« D’une manière générale, un projet de transformation digitale doit s’adapter aux nouveaux modes de travail pour les rendre plus compétitifs en impliquant tous les collaborateurs. Dans le cas contraire, c’est l’échec assuré », constate Laurent Turquier, Regional Sales Leader, Digital Workplace and Mobility pour l’Europe du Sud, chez DXC Technology. Le Digital Workplace n’échappe pas à cette règle, il ne suffit pas d’avoir une logique purement financière. Pour la réussite d’un projet de Digital Workplace, l’entreprise doit en priorité identifier les usages et c’est à partir de là que l’on pourra réellement mesurer le ROI (retour sur investissement). Comment ? En prenant en compte trois éléments essentiels :

1 – Les outils et les solutions IT

« En soi, le déploiement d’outils et de solutions est un investissement, il n’y a pas, à proprement parler, de ROI », précise Laurent Turquier. Et d’ajouter : « Le succès de cet investissement passe surtout par l’adoption des outils auprès des utilisateurs qui se mesure via des tableaux de bord et des enquêtes ». Prenons l’exemple d’un déploiement de Skype Entreprise, il est assez simple de collecter des données sur son utilisation au quotidien en sondant tous les utilisateurs et d’en tirer des résultats. « Aujourd’hui, nous exploitons même des outils intelligents basés sur l’intelligence artificielle pour les sonder en temps réel », ajoute Laurent Turquier.

2- Les utilisateurs

Il ne suffit pas d’aligner des technologies et des méthodes d’organisation inédites si ces dernières ne répondent pas réellement aux besoins des collaborateurs ou y répondent de façon partielle. Pour les utilisateurs, le ROI se mesure donc sur sa satisfaction, la qualité de son travail et son bien-être. « Un projet de Digital Workplace doit aussi faciliter le quotidien d’un collaborateur, réfléchir, avec les ressources humaines, d’une démarche d’ouverture vers le télétravail… », projette en exemple Laurent Turquier.

3- L’entreprise

Du point de vue de l’entreprise, le ROI se mesure sur la productivité de ses salariés. « Pour obtenir des résultats, l’entreprise doit mettre en place de nouvelles organisations de travail, une meilleure communication entre les intéressés et les services. L’objectif étant que les collaborateurs  se consacrent à des tâches à forte valeur ajoutée », explique Laurent Turquier. En effet, la création d’espaces de travail intelligents qui améliorent la collaboration et la créativité, ou encore le changement organisationnel dans les processus internes (recherche des informations, partage des contenus, etc.), sont autant de solutions qui peuvent améliorer la productivité. Là aussi, à l’instar du déploiement de nouveaux outils numériques, un plan de formation est indispensable pour le personnel. C’est d’autant plus important que ces nouveaux processus s’intègrent aussi dans un existant.
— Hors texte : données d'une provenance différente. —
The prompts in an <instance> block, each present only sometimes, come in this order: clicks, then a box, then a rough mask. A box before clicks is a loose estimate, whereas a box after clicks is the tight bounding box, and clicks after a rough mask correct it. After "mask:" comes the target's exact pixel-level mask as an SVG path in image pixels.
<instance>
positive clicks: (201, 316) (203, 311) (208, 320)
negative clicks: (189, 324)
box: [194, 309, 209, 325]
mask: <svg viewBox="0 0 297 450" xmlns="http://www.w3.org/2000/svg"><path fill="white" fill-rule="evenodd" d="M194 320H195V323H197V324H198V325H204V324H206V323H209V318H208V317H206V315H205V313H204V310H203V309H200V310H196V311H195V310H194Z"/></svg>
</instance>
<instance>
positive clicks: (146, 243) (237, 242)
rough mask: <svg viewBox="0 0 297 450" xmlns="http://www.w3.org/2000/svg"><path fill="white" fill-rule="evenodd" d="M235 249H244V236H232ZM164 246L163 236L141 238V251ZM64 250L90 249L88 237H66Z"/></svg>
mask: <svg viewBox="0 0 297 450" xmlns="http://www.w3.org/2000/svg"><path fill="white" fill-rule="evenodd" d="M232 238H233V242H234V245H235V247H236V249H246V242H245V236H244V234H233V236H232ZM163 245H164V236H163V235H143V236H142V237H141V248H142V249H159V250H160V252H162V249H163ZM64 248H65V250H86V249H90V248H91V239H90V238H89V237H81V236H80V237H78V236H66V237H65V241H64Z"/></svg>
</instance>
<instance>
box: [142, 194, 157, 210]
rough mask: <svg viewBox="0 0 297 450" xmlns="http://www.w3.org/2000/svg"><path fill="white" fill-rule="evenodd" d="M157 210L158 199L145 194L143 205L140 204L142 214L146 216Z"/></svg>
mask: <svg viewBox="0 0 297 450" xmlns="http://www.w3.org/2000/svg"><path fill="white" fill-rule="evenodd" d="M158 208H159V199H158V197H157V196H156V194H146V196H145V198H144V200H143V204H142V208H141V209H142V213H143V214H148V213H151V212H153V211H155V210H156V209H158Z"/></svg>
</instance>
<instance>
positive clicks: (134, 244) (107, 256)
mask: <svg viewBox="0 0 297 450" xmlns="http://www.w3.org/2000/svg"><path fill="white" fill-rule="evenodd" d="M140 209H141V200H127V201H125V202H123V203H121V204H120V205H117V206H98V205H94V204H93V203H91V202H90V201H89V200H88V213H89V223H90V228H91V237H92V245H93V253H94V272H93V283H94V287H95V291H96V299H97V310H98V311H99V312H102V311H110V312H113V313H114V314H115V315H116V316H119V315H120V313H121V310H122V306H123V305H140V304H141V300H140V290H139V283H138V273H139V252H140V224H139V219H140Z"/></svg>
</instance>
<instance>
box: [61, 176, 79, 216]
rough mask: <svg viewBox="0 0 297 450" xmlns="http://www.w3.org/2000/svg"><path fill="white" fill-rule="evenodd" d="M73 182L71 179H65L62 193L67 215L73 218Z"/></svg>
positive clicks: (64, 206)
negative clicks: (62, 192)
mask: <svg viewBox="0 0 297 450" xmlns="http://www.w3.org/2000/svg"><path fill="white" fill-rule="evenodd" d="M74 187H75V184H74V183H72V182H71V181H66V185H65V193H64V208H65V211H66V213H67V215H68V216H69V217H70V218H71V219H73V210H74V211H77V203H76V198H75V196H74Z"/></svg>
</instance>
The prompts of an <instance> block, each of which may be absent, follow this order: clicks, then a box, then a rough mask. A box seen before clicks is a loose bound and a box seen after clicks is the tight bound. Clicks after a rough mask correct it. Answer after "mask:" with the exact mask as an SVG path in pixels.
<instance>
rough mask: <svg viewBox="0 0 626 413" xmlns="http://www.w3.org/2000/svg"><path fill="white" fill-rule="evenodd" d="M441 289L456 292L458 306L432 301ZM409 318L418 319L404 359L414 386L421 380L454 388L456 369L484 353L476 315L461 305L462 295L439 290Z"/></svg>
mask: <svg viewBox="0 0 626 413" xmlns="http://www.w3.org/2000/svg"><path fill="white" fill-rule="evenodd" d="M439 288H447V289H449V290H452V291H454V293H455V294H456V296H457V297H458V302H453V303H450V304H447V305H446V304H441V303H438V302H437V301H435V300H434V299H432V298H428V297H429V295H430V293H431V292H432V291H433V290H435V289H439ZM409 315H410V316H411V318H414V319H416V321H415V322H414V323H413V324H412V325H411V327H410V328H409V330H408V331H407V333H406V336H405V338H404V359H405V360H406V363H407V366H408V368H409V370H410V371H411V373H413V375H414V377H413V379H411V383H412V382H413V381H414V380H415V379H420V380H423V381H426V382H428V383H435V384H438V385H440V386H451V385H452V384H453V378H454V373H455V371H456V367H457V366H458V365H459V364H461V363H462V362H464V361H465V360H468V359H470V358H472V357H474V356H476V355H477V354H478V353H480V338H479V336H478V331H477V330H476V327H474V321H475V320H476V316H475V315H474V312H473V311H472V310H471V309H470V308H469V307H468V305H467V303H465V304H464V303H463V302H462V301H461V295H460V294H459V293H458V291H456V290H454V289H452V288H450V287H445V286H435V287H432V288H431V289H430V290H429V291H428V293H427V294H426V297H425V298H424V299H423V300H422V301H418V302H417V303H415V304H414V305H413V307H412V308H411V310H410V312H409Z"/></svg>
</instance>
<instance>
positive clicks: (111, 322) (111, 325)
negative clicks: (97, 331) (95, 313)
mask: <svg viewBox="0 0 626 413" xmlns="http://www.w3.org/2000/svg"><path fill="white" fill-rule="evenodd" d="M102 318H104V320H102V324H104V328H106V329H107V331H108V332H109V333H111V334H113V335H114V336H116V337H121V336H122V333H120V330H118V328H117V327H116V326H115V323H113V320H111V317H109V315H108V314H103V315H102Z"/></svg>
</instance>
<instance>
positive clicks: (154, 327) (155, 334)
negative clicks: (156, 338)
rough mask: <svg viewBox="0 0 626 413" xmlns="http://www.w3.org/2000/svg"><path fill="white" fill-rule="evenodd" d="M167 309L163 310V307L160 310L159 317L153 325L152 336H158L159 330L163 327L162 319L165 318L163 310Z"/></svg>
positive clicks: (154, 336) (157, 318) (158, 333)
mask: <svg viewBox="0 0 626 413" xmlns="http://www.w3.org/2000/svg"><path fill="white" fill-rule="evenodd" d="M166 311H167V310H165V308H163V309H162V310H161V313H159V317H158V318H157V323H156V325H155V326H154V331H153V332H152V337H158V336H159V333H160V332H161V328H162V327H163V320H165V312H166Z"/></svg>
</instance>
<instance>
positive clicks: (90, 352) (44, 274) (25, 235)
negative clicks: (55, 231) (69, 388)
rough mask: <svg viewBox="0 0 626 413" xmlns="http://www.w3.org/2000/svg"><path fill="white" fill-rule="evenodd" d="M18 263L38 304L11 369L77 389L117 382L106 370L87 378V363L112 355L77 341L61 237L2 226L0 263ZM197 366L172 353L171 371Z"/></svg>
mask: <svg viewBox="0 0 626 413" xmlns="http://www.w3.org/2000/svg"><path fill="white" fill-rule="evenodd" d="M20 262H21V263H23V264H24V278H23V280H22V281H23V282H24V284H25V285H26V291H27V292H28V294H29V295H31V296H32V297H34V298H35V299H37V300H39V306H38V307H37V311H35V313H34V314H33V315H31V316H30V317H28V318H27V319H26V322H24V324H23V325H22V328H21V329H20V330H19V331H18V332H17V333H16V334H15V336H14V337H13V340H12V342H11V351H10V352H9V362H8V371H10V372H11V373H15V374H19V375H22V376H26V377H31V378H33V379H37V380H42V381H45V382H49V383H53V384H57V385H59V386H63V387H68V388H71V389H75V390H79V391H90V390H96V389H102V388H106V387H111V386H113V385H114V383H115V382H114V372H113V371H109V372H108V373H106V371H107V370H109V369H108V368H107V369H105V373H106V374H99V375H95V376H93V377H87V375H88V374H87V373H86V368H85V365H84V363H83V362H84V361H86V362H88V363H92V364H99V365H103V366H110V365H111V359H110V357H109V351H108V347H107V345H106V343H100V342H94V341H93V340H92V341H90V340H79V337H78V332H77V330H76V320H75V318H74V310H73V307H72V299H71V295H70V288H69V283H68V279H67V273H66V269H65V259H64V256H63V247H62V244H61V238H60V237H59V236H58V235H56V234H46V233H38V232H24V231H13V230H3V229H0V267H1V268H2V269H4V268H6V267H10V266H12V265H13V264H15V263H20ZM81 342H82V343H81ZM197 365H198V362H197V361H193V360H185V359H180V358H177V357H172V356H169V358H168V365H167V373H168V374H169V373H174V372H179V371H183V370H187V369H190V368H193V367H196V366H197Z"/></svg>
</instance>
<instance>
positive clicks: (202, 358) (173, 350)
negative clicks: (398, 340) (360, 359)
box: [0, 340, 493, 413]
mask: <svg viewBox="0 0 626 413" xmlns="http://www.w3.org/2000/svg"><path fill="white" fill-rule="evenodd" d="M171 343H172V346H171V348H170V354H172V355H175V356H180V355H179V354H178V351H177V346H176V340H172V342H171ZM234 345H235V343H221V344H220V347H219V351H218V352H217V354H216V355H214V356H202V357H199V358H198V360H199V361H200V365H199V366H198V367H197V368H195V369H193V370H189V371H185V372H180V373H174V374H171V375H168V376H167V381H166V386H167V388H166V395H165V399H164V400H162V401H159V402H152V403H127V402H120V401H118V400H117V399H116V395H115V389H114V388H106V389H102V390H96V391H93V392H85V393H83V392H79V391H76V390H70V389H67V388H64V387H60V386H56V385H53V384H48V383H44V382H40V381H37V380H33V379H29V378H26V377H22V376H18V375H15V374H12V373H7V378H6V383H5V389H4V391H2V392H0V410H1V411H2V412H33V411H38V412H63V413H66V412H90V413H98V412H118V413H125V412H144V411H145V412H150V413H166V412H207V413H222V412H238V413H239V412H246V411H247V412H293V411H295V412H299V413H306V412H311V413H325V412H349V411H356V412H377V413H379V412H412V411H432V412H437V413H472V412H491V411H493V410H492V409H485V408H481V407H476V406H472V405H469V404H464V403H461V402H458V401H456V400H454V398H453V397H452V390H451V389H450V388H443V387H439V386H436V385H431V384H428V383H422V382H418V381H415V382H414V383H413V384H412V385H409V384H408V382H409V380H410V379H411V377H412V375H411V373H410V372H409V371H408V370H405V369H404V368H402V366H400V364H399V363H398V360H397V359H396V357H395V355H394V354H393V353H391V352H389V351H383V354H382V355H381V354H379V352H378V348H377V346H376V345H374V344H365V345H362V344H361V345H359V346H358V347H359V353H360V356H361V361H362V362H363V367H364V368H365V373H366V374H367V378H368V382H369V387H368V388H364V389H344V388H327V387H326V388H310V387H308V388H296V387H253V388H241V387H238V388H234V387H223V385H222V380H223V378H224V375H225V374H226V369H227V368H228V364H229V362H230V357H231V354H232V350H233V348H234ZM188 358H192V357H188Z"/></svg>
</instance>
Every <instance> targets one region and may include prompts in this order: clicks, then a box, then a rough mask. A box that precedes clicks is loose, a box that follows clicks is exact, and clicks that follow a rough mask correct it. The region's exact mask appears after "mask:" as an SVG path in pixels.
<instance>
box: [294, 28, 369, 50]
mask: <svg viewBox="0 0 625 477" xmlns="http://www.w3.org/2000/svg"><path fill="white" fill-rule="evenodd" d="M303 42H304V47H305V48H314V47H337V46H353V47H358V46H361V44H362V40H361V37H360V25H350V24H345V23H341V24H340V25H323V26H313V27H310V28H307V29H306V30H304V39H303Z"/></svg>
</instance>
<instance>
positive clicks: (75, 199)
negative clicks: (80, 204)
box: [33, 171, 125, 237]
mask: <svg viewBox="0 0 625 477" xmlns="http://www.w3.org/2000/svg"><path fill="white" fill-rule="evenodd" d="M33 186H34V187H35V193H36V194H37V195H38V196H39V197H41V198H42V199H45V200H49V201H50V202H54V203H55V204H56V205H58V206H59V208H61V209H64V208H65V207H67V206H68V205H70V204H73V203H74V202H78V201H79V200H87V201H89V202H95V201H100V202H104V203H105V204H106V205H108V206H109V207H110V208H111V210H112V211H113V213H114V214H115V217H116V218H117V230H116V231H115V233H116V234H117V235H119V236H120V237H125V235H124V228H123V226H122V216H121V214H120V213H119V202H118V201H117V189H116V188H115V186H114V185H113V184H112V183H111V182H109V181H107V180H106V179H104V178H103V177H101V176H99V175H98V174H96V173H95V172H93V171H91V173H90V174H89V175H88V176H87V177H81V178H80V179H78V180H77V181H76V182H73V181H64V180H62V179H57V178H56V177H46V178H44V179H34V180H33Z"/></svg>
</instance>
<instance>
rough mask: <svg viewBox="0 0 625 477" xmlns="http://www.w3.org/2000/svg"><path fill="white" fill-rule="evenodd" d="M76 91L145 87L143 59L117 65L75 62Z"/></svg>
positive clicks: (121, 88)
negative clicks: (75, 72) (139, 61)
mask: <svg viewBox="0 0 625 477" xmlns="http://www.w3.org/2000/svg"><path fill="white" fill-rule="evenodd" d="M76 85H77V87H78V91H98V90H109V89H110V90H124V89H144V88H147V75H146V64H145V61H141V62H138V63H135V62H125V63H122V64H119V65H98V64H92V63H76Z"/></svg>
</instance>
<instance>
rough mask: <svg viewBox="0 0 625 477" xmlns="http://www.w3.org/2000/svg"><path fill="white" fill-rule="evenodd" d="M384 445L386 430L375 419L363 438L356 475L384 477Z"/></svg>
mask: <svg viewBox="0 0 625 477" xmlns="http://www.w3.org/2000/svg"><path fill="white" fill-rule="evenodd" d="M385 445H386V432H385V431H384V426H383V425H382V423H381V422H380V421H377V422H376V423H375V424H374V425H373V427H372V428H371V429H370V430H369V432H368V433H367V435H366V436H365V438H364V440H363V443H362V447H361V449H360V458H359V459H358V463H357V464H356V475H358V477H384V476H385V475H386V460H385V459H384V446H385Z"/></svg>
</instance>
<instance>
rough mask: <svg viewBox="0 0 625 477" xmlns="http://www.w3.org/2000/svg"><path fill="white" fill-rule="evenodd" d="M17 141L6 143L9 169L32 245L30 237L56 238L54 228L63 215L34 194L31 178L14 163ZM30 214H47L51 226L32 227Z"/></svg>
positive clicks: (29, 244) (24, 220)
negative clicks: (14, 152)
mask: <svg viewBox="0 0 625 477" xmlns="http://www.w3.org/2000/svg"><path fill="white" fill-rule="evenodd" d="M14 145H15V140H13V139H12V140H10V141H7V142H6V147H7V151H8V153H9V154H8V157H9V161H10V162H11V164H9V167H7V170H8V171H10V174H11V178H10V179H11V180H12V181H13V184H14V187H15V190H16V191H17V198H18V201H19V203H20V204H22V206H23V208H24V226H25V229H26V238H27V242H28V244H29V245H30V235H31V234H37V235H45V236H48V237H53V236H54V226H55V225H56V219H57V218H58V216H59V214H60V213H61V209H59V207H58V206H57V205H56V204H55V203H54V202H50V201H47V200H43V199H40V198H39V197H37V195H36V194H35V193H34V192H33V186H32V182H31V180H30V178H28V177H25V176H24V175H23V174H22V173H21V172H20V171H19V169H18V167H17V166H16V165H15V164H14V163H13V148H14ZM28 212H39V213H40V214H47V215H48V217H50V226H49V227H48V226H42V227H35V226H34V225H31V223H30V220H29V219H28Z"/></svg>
Pour Laurent Turquier, le ROI, c’est la combinaison de ces trois points, son succès dépend du travail d’études et d’audits faits en amont, notamment sur l’identification des besoins et de leur adoption par tous les utilisateurs. « A titre d’exemple, sans vous citer le nom d’un client, son entreprise n’a pas effectué cette démarche initiale, elle a directement déployé une suite bureautique sans impliquer ses salariés. Résultat : un échec total sur l’adoption de l’outil. A l’inverse, nous avons aussi l’exemple d’un client qui a fait appel à nos services pour un projet similaire, le succès a été au rendez-vous car un travail d’études sur l’identification des besoins a été réalisé en amont », déclare Laurent Turquier.

Pour conclure, la mise en place d’un projet de Digital Workplace implique tous les salariés et employés dans l’entreprise, dans le cas contraire, cette transformation aboutira à un échec d’où l’importance de l’accompagnement et de la formation auprès des utilisateurs quel que soit leur profil. Dans ce contexte, les décideurs et les dirigeants ont une grande responsabilité dans cette réussite sous peine de perdre les meilleurs talents, attirés ailleurs, et d’amener l’entreprise sur une voie de moindre efficacité que ses concurrents. N’oublions pas que le salarié doit être désirable pour l’extérieur et désireux d’évoluer et de rester au sein de l’entreprise.